LISBON, July 11 (Reuters) - Mining giant Rio Tinto has decided not to participate in a planned iron ore project worth over 1 billion euros ($1.23 billion) in Portugal, but the government remains confident it will find prospectors as other foreign firms remain interested, two sources close to the process told Reuters on Wednesday.
"The Moncorvo mines project will go ahead, but most likely without Rio Tinto," said one of the sources, adding that although formally the talks with the Anglo-Australian miner have not ended yet, the result was practically clear. "Rio Tinto is choosing to give up smaller projects and Moncorvo should be one of them."
Portugal's economy ministry and Rio Tinto declined to comment on the issue.
Rio Tinto had looked at Moncorvo, in northern Portugal, which holds one of the largest iron ore deposits in Europe.
But the company has said recently that given rising costs, falling commodity prices and pressure from shareholders to return capital, it is going to invest in a narrower range of mine developments, focusing on iron ore in Western Australia and Guinea and the Oyu Tolgoi copper project in Mongolia.
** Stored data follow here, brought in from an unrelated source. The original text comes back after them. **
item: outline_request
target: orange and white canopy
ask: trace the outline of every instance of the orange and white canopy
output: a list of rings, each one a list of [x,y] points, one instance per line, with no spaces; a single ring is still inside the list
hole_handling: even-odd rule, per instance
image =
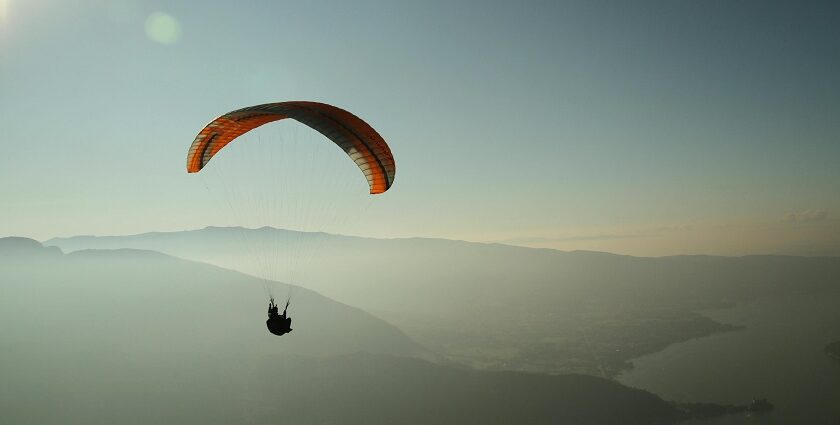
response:
[[[364,173],[371,194],[383,193],[394,183],[394,157],[373,127],[341,108],[304,101],[249,106],[216,118],[198,133],[190,146],[187,172],[201,171],[237,137],[263,124],[286,118],[312,127],[343,149]]]

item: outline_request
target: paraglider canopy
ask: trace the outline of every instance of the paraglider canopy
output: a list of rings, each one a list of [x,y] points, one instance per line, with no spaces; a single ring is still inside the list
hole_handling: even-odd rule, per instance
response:
[[[317,130],[338,145],[365,175],[371,194],[394,183],[396,164],[391,149],[376,130],[341,108],[318,102],[279,102],[228,112],[204,127],[187,154],[187,172],[196,173],[228,143],[264,124],[286,118]]]

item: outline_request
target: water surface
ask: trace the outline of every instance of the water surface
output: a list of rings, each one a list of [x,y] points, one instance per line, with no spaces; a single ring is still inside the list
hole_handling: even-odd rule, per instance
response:
[[[704,425],[840,424],[840,363],[823,352],[840,340],[837,299],[767,299],[704,314],[744,329],[636,359],[618,380],[675,401],[743,404],[765,397],[775,405],[770,413]]]

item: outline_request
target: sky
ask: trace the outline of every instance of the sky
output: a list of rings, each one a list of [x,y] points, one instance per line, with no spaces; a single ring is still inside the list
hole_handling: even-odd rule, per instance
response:
[[[840,5],[0,0],[0,235],[270,225],[630,255],[840,255]],[[371,199],[275,123],[185,172],[218,115],[330,103],[388,141]]]

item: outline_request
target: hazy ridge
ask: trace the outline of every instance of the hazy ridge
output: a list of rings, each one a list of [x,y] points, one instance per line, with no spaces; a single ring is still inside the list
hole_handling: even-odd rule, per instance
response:
[[[670,424],[688,415],[596,377],[435,365],[390,325],[303,289],[296,331],[277,338],[264,329],[258,283],[157,252],[64,254],[0,239],[0,422]]]
[[[489,369],[613,376],[632,358],[736,327],[698,312],[762,297],[836,294],[840,258],[631,257],[442,239],[371,239],[205,228],[57,238],[74,250],[154,249],[300,282],[399,326],[450,359]]]

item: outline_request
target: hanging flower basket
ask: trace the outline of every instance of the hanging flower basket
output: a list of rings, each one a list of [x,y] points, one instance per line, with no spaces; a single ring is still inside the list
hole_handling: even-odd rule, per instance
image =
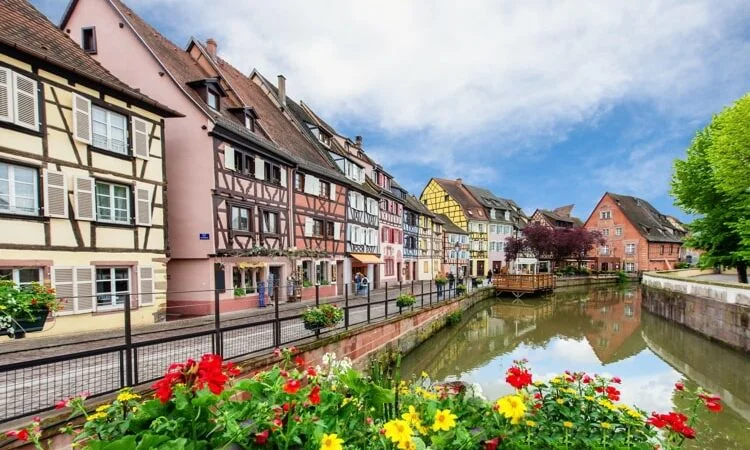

Portugal, which is going through its worst recession since the 1970s and is under a 78-billion euros IMF/EU bailout, is trying to draw investors to explore its mining resources that range from iron ore to gold, silver and tungsten.
Another source from the sector said the deposits will not remain untapped for long.
"The potential is still there and we have others interested: big mining companies from Brazil, China, Canada and South Korea," the source said.